Os feixes miocárdicos semicirculares que envolvem
os óstios de desembocadura das veias pulmonares observados neste estudo, são em menor quantidade, quando
comparados aos descritos por Cavalcanti e cols.18, quando
analisaram o material proveniente de indivíduos não portadores de hipertensão pulmonar. Do mesmo modo, a extensão do manguito de miocárdio presente na adventícia desses vasos é, em média, menor do que a relatada por Nathan e
Eliakin 6 e por Cavalcanti e cols. 8 em condições não patológicas, uma vez que em nenhum dos nossos casos os feixes
miocárdicos atingiram a reflexão pericárdica, levando-nos a
supor que a redução na quantidade de feixes miocárdicos
que envolvem os óstios de desembocadura das veias pulmonares pode prejudicar sua possível função esfinctérica,
relatada por vários autores 6-9,15-18, o que poderia causar refluxo sangüíneo durante a sístole atrial.
Por outro lado, podemos supor que um manguito de
miocárdio menos extenso na parede das veias pulmonares
enfraqueceria a provável função de ordenhamento desses
feixes, conforme vários autores 7,11,14, o que elevaria a pressão, causando estase sangüínea nesse território vascular.

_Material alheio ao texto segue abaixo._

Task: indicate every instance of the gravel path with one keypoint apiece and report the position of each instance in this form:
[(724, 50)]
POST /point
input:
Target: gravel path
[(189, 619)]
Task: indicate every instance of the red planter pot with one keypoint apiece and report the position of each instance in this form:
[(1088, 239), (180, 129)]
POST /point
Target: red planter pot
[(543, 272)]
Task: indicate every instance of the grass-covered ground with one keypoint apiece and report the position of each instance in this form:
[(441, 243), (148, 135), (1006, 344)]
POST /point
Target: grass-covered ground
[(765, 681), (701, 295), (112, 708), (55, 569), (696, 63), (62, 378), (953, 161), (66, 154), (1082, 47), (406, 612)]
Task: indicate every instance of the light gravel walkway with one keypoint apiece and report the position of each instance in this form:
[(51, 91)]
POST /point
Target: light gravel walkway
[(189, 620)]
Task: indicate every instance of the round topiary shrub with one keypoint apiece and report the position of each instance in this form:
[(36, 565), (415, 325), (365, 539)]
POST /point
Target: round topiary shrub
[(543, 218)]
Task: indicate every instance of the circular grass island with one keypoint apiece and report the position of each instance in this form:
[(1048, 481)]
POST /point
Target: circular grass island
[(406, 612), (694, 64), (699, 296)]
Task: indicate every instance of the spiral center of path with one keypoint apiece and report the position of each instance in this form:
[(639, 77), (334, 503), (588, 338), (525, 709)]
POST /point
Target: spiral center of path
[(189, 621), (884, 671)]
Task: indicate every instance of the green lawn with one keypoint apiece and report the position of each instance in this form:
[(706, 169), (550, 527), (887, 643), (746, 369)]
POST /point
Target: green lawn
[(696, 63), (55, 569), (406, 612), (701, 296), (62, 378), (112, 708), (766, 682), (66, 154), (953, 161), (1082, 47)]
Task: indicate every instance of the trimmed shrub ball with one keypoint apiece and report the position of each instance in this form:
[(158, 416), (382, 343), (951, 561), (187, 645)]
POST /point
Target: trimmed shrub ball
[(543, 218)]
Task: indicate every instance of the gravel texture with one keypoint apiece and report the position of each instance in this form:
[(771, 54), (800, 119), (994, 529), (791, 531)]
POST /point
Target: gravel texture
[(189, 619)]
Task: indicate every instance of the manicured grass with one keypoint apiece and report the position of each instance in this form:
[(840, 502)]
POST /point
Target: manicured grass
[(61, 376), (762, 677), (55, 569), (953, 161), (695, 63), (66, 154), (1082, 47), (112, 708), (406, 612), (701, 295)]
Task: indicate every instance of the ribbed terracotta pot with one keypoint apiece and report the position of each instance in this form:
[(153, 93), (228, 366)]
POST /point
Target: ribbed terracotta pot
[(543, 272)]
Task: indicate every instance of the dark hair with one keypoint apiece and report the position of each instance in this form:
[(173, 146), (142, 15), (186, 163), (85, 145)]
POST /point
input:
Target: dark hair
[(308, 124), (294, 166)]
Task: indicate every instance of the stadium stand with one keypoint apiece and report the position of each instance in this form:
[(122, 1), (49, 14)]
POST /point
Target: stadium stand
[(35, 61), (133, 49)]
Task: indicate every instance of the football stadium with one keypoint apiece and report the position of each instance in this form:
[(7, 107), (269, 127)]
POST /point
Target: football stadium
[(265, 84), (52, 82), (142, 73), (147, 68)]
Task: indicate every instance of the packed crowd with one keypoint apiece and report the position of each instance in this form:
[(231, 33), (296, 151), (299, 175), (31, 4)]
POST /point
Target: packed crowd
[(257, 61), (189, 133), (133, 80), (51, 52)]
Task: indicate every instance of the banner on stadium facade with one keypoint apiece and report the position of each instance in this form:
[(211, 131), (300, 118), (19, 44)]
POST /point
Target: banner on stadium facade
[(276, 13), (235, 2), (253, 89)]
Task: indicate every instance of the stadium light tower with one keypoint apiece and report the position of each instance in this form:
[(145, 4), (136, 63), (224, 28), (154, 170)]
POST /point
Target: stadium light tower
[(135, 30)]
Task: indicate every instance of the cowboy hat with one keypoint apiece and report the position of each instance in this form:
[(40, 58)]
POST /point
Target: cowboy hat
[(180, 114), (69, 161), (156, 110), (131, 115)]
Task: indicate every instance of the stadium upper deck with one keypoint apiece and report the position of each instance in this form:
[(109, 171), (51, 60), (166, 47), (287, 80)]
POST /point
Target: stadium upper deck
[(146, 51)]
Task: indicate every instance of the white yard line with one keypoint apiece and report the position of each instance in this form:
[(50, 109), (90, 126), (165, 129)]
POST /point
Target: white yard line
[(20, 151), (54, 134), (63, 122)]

É oportuno lembrar que um fator importante de limitação do presente trabalho é a não disponibilidade de dados
clínicos que comprovem a existência de hipertensão pulmonar em vida, nos pacientes estudados, bem como, os nossos resultados foram comparados de forma subjetiva
com os do grupo controle, formado por material proveniente de necropsia de pacientes adultos de ambos os sexos, de diferentes causa mortis, excluídas as de origem
cardiopulmonar 18.
Concluindo, alterações anatômicas que resultem em
uma diminuição na quantidade de feixes miocárdicos na junção veno-atrial esquerda, isoladamente, ou em associação a
outros fatores, podem ser a causa de perturbações na circulação pulmonar, resultando em aumento na pressão venosa
pulmonar, e conseqüentemente, no edema agudo de pulmão.